On Jul 21, 2025, at 5:57 PM, Wolfe, Erin <[log in to unmask]> wrote:
> I did a little bit of work in this direction last year, where I tokenized a text into sentences and used a BERT model to create embeddings for each sentence. Then I took a predefined large dictionary of related terms (i.e., all related to the same general topic) and embedded each of these terms. I then used a cosine similarity check to try to identify sentences that were related to the topic based on embedding similarity.
>
> The results were interesting and often correct, but not nearly accurate enough to use them in a meaningful way. Granted, this was using a zero-shot untrained match (“bert-base-uncased”). Likely fine tuning this on a training set of data would have yielded better results. However, I ended up going a different route for this project that gave me more precise results, so I didn’t explore the embeddings approach much further.
>
> It’s an interesting topic for discussion, though, and I think there’s definitely some promise there!
>
> --
> Erin
Interesting!
With my recent interest in lexicons, I thought about applying zero-shot classification to content. Here's how:
1. articulate a lexicon
2. create a collection content (documents, paragraphs, sentences, etc.)

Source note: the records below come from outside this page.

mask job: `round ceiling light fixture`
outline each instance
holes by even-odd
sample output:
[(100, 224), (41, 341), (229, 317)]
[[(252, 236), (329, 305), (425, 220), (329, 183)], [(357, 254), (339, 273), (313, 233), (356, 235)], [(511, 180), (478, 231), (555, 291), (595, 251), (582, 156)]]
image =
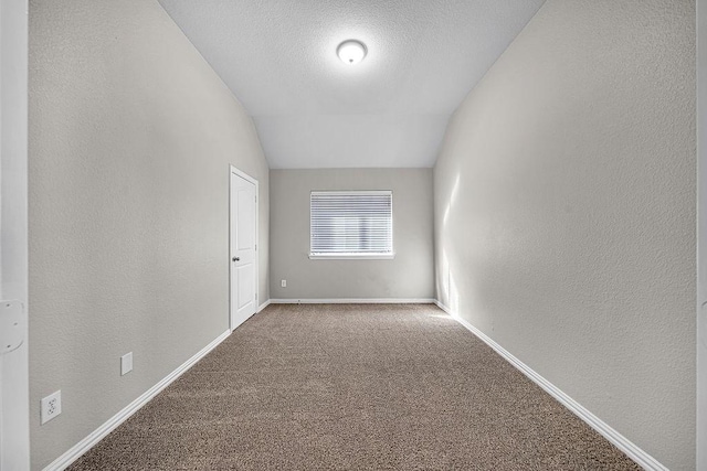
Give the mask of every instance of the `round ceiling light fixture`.
[(336, 49), (336, 54), (339, 58), (349, 65), (358, 64), (366, 57), (368, 53), (368, 49), (366, 49), (366, 44), (357, 40), (348, 40), (344, 41)]

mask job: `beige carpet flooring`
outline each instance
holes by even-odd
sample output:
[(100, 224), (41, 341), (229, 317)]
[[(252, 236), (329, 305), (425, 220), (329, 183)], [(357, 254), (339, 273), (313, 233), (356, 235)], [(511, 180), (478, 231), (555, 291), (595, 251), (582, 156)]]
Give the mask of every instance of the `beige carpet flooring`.
[(281, 304), (70, 469), (640, 468), (432, 304)]

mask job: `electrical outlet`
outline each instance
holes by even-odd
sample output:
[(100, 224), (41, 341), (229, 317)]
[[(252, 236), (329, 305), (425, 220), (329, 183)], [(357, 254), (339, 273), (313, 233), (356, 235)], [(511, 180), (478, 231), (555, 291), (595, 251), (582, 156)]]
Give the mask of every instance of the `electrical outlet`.
[(131, 371), (133, 371), (133, 352), (128, 352), (125, 355), (120, 356), (120, 376), (125, 376)]
[(46, 424), (57, 415), (62, 413), (62, 390), (57, 390), (56, 393), (50, 394), (45, 398), (42, 399), (42, 408), (40, 410), (40, 416), (42, 419), (42, 425)]

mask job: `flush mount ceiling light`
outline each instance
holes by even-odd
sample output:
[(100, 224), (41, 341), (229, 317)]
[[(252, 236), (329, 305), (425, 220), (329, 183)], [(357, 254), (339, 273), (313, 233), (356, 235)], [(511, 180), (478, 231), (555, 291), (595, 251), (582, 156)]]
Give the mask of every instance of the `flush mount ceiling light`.
[(345, 64), (354, 65), (358, 64), (366, 57), (368, 50), (366, 44), (357, 40), (344, 41), (336, 49), (336, 54)]

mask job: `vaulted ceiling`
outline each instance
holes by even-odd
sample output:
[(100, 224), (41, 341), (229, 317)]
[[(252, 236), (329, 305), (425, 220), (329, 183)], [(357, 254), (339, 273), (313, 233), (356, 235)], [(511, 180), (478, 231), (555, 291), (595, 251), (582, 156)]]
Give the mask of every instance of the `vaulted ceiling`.
[[(446, 124), (545, 0), (159, 0), (274, 169), (432, 167)], [(357, 65), (336, 55), (362, 41)]]

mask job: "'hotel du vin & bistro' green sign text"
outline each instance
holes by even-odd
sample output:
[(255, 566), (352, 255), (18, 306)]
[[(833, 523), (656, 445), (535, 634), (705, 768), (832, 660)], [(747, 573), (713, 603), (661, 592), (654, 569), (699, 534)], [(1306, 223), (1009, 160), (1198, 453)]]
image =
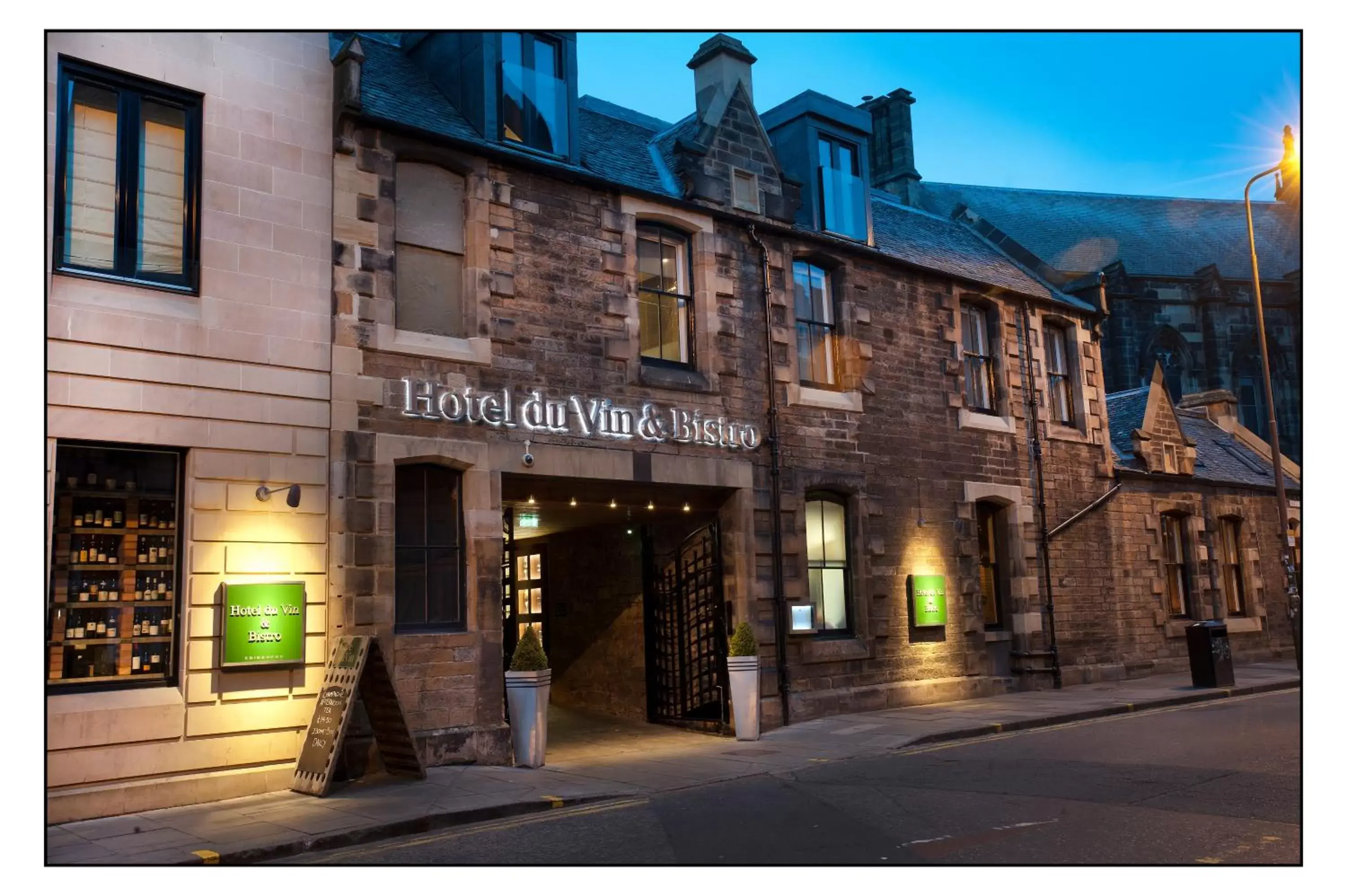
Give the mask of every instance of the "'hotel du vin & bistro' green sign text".
[(944, 625), (944, 577), (912, 577), (912, 627)]
[(222, 583), (222, 668), (298, 666), (304, 662), (304, 583)]

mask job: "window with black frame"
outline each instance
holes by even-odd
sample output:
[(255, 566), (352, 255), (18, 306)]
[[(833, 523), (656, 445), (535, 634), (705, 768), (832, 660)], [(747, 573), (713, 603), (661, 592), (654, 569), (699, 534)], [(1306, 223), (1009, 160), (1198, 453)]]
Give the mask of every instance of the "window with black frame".
[(62, 58), (53, 265), (194, 291), (201, 94)]
[(1239, 517), (1220, 517), (1220, 569), (1226, 586), (1226, 613), (1245, 614), (1245, 567), (1239, 562)]
[(1044, 349), (1048, 358), (1048, 402), (1053, 423), (1071, 426), (1075, 408), (1071, 396), (1071, 360), (1067, 356), (1067, 330), (1048, 325), (1043, 327)]
[(810, 602), (819, 632), (847, 631), (846, 505), (832, 494), (811, 494), (804, 503)]
[(1160, 547), (1165, 563), (1165, 609), (1173, 618), (1188, 618), (1188, 539), (1184, 538), (1183, 513), (1160, 516)]
[(396, 470), (396, 628), (465, 625), (462, 473), (438, 463)]
[(178, 668), (182, 455), (58, 443), (47, 684), (168, 684)]
[(641, 361), (692, 366), (692, 287), (688, 241), (661, 224), (636, 229)]
[(501, 137), (552, 155), (567, 151), (566, 67), (559, 40), (501, 35)]
[(836, 318), (828, 272), (808, 261), (795, 263), (795, 340), (800, 383), (836, 388)]
[(819, 228), (853, 240), (869, 238), (865, 181), (855, 146), (819, 137)]
[(970, 411), (995, 414), (995, 365), (987, 333), (987, 311), (963, 303), (963, 400)]

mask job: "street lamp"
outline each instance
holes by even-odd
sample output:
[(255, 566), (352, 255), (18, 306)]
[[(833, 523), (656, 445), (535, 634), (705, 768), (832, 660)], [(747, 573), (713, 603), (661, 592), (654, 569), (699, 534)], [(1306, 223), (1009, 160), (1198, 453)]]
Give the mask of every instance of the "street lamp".
[(1296, 156), (1296, 137), (1288, 124), (1281, 132), (1284, 152), (1277, 167), (1261, 171), (1249, 178), (1245, 185), (1245, 220), (1249, 222), (1249, 261), (1254, 276), (1254, 314), (1258, 318), (1258, 350), (1262, 353), (1263, 366), (1263, 397), (1268, 404), (1268, 428), (1272, 437), (1272, 476), (1277, 486), (1277, 519), (1281, 523), (1281, 565), (1286, 571), (1288, 614), (1290, 616), (1290, 637), (1296, 645), (1296, 668), (1300, 668), (1300, 587), (1296, 574), (1294, 555), (1290, 550), (1290, 524), (1286, 512), (1286, 486), (1281, 477), (1281, 445), (1277, 439), (1277, 406), (1272, 400), (1272, 369), (1268, 364), (1268, 326), (1262, 314), (1262, 287), (1258, 284), (1258, 252), (1254, 249), (1254, 210), (1249, 202), (1249, 189), (1254, 181), (1266, 178), (1269, 174), (1277, 178), (1277, 198), (1299, 193), (1300, 190), (1300, 159)]

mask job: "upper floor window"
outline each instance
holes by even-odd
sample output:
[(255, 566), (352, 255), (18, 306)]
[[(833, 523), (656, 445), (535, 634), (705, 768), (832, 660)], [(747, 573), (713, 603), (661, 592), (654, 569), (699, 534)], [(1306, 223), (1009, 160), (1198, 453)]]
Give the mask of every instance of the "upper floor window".
[(466, 335), (463, 178), (416, 162), (399, 162), (396, 178), (395, 325), (416, 333)]
[(808, 261), (795, 263), (795, 340), (800, 383), (834, 388), (836, 376), (836, 317), (828, 272)]
[(1245, 570), (1239, 562), (1239, 517), (1220, 517), (1220, 569), (1226, 585), (1226, 613), (1245, 614)]
[(971, 411), (995, 414), (995, 365), (987, 333), (987, 311), (963, 303), (963, 400)]
[(1048, 402), (1052, 408), (1052, 422), (1074, 423), (1071, 397), (1071, 364), (1067, 358), (1067, 331), (1060, 326), (1044, 326), (1043, 342), (1048, 356)]
[(810, 563), (810, 602), (814, 624), (822, 631), (847, 628), (846, 505), (830, 494), (804, 501), (806, 550)]
[(1165, 609), (1175, 618), (1192, 614), (1188, 604), (1188, 539), (1184, 538), (1183, 513), (1160, 516), (1160, 547), (1165, 563)]
[(691, 366), (692, 287), (687, 237), (660, 224), (636, 229), (641, 360)]
[(533, 34), (501, 35), (501, 137), (566, 155), (567, 90), (562, 44)]
[(438, 463), (408, 463), (396, 468), (395, 478), (396, 627), (462, 629), (463, 474)]
[(194, 291), (201, 94), (61, 59), (54, 267)]
[(819, 137), (819, 225), (853, 240), (869, 238), (861, 155), (850, 143)]

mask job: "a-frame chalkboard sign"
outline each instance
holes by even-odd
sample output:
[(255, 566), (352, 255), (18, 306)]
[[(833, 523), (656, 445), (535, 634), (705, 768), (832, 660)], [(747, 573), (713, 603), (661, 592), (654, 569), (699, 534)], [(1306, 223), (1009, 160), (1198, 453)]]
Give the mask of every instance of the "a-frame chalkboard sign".
[(314, 796), (327, 795), (357, 694), (365, 702), (365, 713), (384, 768), (401, 777), (426, 777), (426, 768), (416, 752), (416, 742), (407, 730), (407, 719), (377, 639), (338, 637), (327, 658), (323, 686), (318, 691), (308, 730), (304, 732), (304, 745), (299, 750), (295, 780), (290, 790)]

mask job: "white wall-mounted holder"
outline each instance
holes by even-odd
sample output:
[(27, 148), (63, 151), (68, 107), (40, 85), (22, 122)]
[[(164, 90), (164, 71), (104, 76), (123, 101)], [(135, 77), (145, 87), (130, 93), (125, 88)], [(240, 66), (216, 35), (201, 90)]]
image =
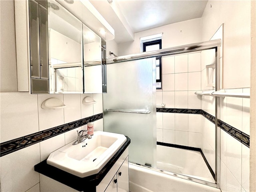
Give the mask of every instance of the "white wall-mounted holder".
[(59, 99), (56, 98), (49, 98), (44, 101), (41, 107), (44, 109), (62, 109), (66, 105)]
[[(210, 65), (208, 65), (206, 66), (206, 86), (208, 87), (215, 87), (215, 76), (214, 75), (215, 70), (215, 62), (212, 63)], [(212, 69), (211, 74), (209, 79), (209, 69)]]
[(156, 107), (165, 107), (165, 103), (161, 103), (160, 105), (156, 105)]
[(96, 102), (96, 101), (95, 101), (94, 99), (89, 96), (85, 97), (83, 100), (83, 104), (84, 104), (85, 105), (94, 104)]

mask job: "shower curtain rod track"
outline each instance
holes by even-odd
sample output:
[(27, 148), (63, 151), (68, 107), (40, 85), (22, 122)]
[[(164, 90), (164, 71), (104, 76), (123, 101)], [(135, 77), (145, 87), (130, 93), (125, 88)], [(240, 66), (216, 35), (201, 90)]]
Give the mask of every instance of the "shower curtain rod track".
[(114, 58), (107, 59), (106, 61), (107, 64), (110, 64), (121, 61), (186, 53), (216, 48), (218, 46), (220, 46), (221, 44), (221, 40), (217, 39), (160, 49), (156, 51), (120, 56)]

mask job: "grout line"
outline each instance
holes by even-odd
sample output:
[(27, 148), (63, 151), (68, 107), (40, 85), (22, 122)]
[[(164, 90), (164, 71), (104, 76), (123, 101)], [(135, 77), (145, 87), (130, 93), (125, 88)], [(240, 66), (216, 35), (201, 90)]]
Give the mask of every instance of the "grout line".
[[(39, 174), (40, 175), (40, 174)], [(39, 176), (39, 181), (40, 181), (40, 176)], [(39, 184), (39, 189), (40, 188), (40, 181), (39, 181), (39, 182), (38, 182), (38, 183), (37, 183), (35, 185), (32, 186), (31, 187), (30, 187), (29, 189), (28, 189), (28, 190), (27, 190), (26, 191), (25, 191), (25, 192), (26, 192), (27, 191), (28, 191), (28, 190), (29, 190), (30, 189), (31, 189), (32, 188), (33, 188), (35, 186), (36, 186), (36, 185), (37, 185), (38, 184)]]

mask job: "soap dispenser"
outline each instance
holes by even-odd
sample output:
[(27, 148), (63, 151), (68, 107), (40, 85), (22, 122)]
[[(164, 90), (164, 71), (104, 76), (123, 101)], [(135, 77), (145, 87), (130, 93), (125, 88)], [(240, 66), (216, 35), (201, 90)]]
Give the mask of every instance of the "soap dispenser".
[(93, 123), (92, 122), (91, 120), (87, 124), (87, 134), (90, 136), (93, 135), (93, 132), (94, 132), (94, 126)]

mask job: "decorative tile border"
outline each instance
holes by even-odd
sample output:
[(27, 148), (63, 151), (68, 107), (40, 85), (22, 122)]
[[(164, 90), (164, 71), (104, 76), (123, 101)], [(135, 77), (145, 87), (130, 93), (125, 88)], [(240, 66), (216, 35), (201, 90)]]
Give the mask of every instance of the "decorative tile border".
[(156, 112), (162, 112), (163, 113), (187, 113), (189, 114), (201, 114), (201, 109), (156, 108)]
[(2, 143), (0, 145), (0, 156), (4, 156), (72, 129), (85, 125), (90, 121), (93, 122), (102, 119), (103, 118), (103, 113), (100, 113)]
[[(215, 117), (201, 109), (156, 108), (156, 112), (200, 114), (213, 123), (215, 123)], [(2, 143), (0, 145), (1, 148), (0, 156), (4, 156), (72, 129), (85, 125), (90, 120), (93, 122), (103, 118), (103, 114), (101, 113)], [(218, 126), (238, 141), (250, 148), (249, 135), (219, 119), (218, 120)]]
[[(215, 124), (215, 117), (202, 109), (177, 109), (173, 108), (156, 108), (156, 112), (163, 113), (200, 114), (213, 123)], [(236, 139), (250, 148), (250, 136), (232, 127), (225, 122), (218, 120), (218, 126)]]

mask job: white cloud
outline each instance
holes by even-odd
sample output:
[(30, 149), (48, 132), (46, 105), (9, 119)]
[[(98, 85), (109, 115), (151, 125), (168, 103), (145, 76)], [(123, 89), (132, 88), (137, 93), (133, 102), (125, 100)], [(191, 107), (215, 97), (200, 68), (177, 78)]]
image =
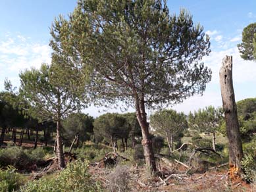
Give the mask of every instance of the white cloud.
[(230, 42), (237, 42), (237, 41), (242, 41), (242, 36), (241, 36), (234, 37), (230, 40)]
[(217, 30), (213, 30), (213, 31), (210, 31), (208, 30), (205, 32), (206, 34), (210, 36), (213, 36), (214, 35), (218, 34), (219, 32)]
[(222, 36), (217, 36), (215, 38), (215, 40), (217, 42), (220, 42), (221, 40), (222, 39)]
[(48, 45), (35, 43), (30, 37), (8, 34), (0, 41), (0, 90), (6, 77), (14, 80), (21, 70), (39, 68), (42, 62), (51, 62), (51, 49)]
[(249, 12), (248, 14), (247, 14), (247, 16), (249, 18), (255, 18), (256, 17), (256, 15), (254, 14), (253, 12)]

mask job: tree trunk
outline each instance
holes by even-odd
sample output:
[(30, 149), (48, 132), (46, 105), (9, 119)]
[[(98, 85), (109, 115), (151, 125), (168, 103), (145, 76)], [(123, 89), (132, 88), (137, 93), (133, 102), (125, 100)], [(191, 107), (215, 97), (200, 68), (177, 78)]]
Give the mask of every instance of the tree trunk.
[(23, 135), (24, 135), (24, 130), (25, 130), (24, 128), (21, 129), (20, 136), (20, 142), (18, 143), (18, 145), (20, 145), (20, 146), (22, 145)]
[(213, 149), (216, 151), (216, 133), (213, 133)]
[(149, 124), (147, 122), (147, 114), (145, 110), (145, 103), (143, 99), (136, 99), (135, 106), (136, 116), (141, 129), (141, 144), (144, 151), (146, 166), (150, 170), (151, 174), (156, 172), (157, 166), (153, 151), (152, 141), (149, 137)]
[(135, 147), (136, 145), (136, 141), (135, 141), (134, 135), (132, 135), (132, 147), (134, 148), (134, 149), (135, 149)]
[(77, 135), (76, 135), (76, 137), (77, 137), (77, 140), (76, 140), (76, 147), (78, 148), (78, 147), (79, 147), (79, 134), (77, 134)]
[(127, 138), (127, 137), (124, 138), (125, 148), (126, 148), (126, 151), (127, 151), (127, 148), (128, 148), (128, 146), (127, 146), (127, 141), (128, 141), (128, 138)]
[(27, 128), (27, 134), (28, 134), (28, 139), (30, 140), (30, 130), (29, 130), (29, 128)]
[(168, 132), (165, 132), (165, 134), (166, 134), (166, 137), (168, 147), (169, 147), (170, 155), (172, 155), (172, 145), (171, 145), (170, 140), (169, 140), (169, 135), (168, 134)]
[(2, 146), (3, 144), (3, 141), (5, 141), (5, 133), (7, 128), (5, 126), (3, 126), (2, 128), (2, 132), (1, 133), (1, 137), (0, 137), (0, 146)]
[(61, 118), (59, 117), (57, 122), (57, 157), (58, 158), (59, 166), (61, 169), (65, 167), (65, 162), (64, 160), (64, 154), (63, 149), (63, 142), (61, 137)]
[(239, 130), (235, 94), (232, 80), (232, 57), (226, 56), (220, 70), (220, 83), (225, 114), (229, 149), (229, 177), (231, 181), (241, 178), (243, 149)]
[(34, 145), (34, 149), (36, 149), (38, 147), (38, 127), (36, 128), (36, 138), (35, 138), (35, 143)]
[(13, 141), (16, 145), (16, 128), (13, 129)]
[(121, 140), (122, 140), (122, 150), (123, 150), (124, 151), (125, 151), (125, 145), (124, 145), (124, 138), (122, 138)]
[(72, 143), (71, 143), (70, 147), (69, 148), (69, 151), (68, 151), (68, 153), (71, 153), (72, 149), (73, 149), (74, 143), (76, 142), (76, 141), (77, 141), (78, 139), (78, 135), (76, 135), (76, 136), (74, 137), (74, 139), (73, 141), (72, 141)]
[(116, 141), (115, 141), (114, 143), (113, 143), (113, 153), (116, 153)]

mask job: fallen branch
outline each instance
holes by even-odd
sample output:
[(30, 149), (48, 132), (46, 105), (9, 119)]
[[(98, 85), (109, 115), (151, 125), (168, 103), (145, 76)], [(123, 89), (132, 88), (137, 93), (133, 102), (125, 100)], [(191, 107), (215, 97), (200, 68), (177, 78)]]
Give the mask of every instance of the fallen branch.
[(176, 162), (178, 162), (178, 163), (179, 163), (179, 164), (183, 165), (184, 167), (186, 167), (187, 168), (189, 168), (189, 169), (191, 168), (189, 166), (186, 165), (186, 164), (184, 164), (183, 162), (180, 162), (180, 161), (178, 161), (178, 160), (176, 160), (176, 159), (174, 159), (174, 160), (175, 160)]
[(183, 143), (183, 144), (182, 145), (182, 146), (180, 146), (178, 149), (172, 151), (172, 153), (174, 153), (174, 152), (176, 152), (176, 151), (178, 151), (180, 150), (181, 149), (182, 149), (183, 146), (184, 146), (185, 145), (192, 145), (192, 146), (194, 146), (194, 147), (197, 147), (195, 145), (193, 145), (193, 144), (192, 143)]

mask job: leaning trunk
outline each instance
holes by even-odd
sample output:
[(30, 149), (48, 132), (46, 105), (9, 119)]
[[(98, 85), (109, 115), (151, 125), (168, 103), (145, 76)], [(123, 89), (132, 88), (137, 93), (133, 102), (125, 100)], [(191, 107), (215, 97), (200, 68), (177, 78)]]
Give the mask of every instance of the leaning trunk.
[(132, 148), (135, 149), (135, 146), (136, 145), (136, 141), (135, 141), (135, 137), (134, 135), (132, 135)]
[(79, 134), (77, 134), (76, 136), (77, 136), (76, 147), (78, 148), (79, 147)]
[(36, 128), (36, 138), (35, 138), (35, 143), (34, 143), (34, 149), (36, 149), (38, 147), (38, 128)]
[(147, 167), (151, 173), (157, 170), (154, 153), (153, 151), (152, 141), (149, 137), (149, 124), (147, 122), (147, 114), (145, 110), (145, 103), (142, 100), (136, 100), (136, 116), (141, 129), (141, 144), (144, 151), (144, 156)]
[(22, 141), (23, 141), (23, 135), (24, 135), (24, 128), (22, 128), (21, 132), (20, 132), (20, 142), (18, 143), (18, 145), (22, 146)]
[(27, 128), (27, 134), (28, 134), (28, 139), (30, 140), (30, 130), (29, 130), (29, 128)]
[(226, 56), (220, 70), (220, 83), (225, 114), (229, 149), (229, 177), (231, 181), (241, 178), (243, 149), (239, 130), (232, 80), (232, 57)]
[(3, 144), (6, 130), (7, 130), (6, 127), (3, 126), (3, 128), (2, 128), (2, 132), (1, 133), (1, 137), (0, 137), (0, 146), (2, 146)]
[(125, 145), (124, 145), (124, 138), (122, 138), (121, 140), (122, 140), (122, 150), (123, 150), (123, 151), (125, 151)]
[(125, 148), (126, 148), (126, 151), (127, 151), (127, 148), (128, 148), (128, 146), (127, 146), (127, 140), (128, 140), (128, 138), (127, 138), (127, 137), (124, 138)]
[(171, 145), (170, 142), (169, 135), (168, 134), (168, 132), (166, 132), (165, 133), (166, 133), (168, 147), (169, 147), (170, 155), (171, 155), (172, 153), (172, 145)]
[(216, 151), (216, 133), (213, 133), (213, 149)]
[(16, 128), (14, 128), (13, 130), (13, 141), (16, 145)]
[(64, 154), (63, 149), (63, 142), (61, 137), (61, 118), (59, 118), (57, 122), (57, 157), (58, 158), (59, 166), (61, 169), (63, 169), (65, 166), (64, 160)]

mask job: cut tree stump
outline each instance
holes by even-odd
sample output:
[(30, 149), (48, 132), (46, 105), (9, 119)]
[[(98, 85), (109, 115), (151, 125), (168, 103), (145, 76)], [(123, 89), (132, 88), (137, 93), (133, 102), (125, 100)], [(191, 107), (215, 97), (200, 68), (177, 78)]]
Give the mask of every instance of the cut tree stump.
[(228, 139), (228, 174), (230, 180), (234, 181), (241, 178), (243, 172), (240, 163), (243, 158), (243, 149), (233, 88), (232, 56), (226, 56), (222, 60), (220, 70), (220, 84)]

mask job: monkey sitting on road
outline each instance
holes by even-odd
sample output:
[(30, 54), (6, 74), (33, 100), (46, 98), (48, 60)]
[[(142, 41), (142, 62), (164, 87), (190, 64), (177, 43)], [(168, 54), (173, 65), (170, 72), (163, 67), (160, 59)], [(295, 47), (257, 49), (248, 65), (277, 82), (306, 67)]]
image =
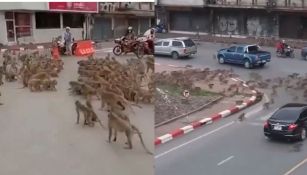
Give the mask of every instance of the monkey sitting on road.
[(240, 122), (242, 122), (243, 120), (245, 120), (245, 113), (243, 112), (242, 114), (239, 115), (238, 119)]
[(121, 117), (117, 116), (117, 114), (112, 113), (111, 111), (108, 114), (108, 128), (109, 128), (109, 137), (108, 137), (108, 142), (111, 142), (111, 137), (112, 137), (112, 130), (114, 130), (114, 139), (116, 141), (116, 135), (117, 131), (118, 132), (124, 132), (127, 137), (127, 144), (128, 147), (125, 147), (126, 149), (132, 149), (132, 135), (136, 132), (139, 136), (139, 139), (141, 141), (141, 144), (145, 151), (152, 155), (152, 153), (148, 150), (148, 148), (145, 146), (143, 137), (141, 135), (141, 132), (137, 127), (132, 125), (129, 121), (122, 119)]
[(89, 125), (93, 127), (94, 122), (93, 122), (93, 115), (91, 114), (91, 110), (88, 109), (83, 104), (81, 104), (79, 100), (76, 100), (75, 105), (76, 105), (76, 112), (77, 112), (77, 124), (79, 124), (80, 112), (82, 112), (84, 116), (84, 125)]
[(270, 102), (263, 103), (262, 109), (269, 109), (270, 108)]

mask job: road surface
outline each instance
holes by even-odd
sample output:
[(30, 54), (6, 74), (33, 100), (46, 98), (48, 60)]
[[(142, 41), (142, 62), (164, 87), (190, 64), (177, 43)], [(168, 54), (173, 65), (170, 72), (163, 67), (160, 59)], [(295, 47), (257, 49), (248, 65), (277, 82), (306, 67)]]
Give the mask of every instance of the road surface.
[[(170, 57), (156, 56), (156, 63), (159, 64), (157, 67), (192, 65), (194, 68), (232, 68), (243, 80), (249, 79), (250, 72), (257, 72), (264, 78), (284, 77), (294, 72), (307, 73), (307, 61), (300, 59), (298, 50), (297, 58), (292, 60), (276, 58), (274, 48), (264, 47), (264, 50), (273, 53), (272, 61), (264, 68), (245, 69), (243, 66), (218, 64), (213, 59), (213, 54), (223, 47), (228, 46), (202, 42), (198, 46), (197, 55), (192, 58), (173, 60)], [(257, 104), (245, 110), (249, 118), (243, 122), (237, 121), (239, 113), (157, 146), (155, 174), (306, 174), (307, 163), (298, 165), (307, 157), (307, 141), (268, 141), (263, 135), (264, 121), (277, 107), (291, 102), (291, 99), (291, 95), (280, 90), (276, 103), (268, 111), (261, 110), (260, 104)]]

3. use zero-shot classification to classify the content using the
lexicon as the classification system
I have done this a few times, and most recently applied it to a set of 4,500 reference questions; working with a colleague we classified reference questions with the purposes of understanding the types of questions being asked. Too some degree, the same process could be applied to title/abstract combinations from journal articles.
Like alll things, the process was not perfect. That said, it was very insightful, and IMHO, can be seen as a supplement to more traditional analysis processes.
--
Eric Morgan <[log in to unmask]>
|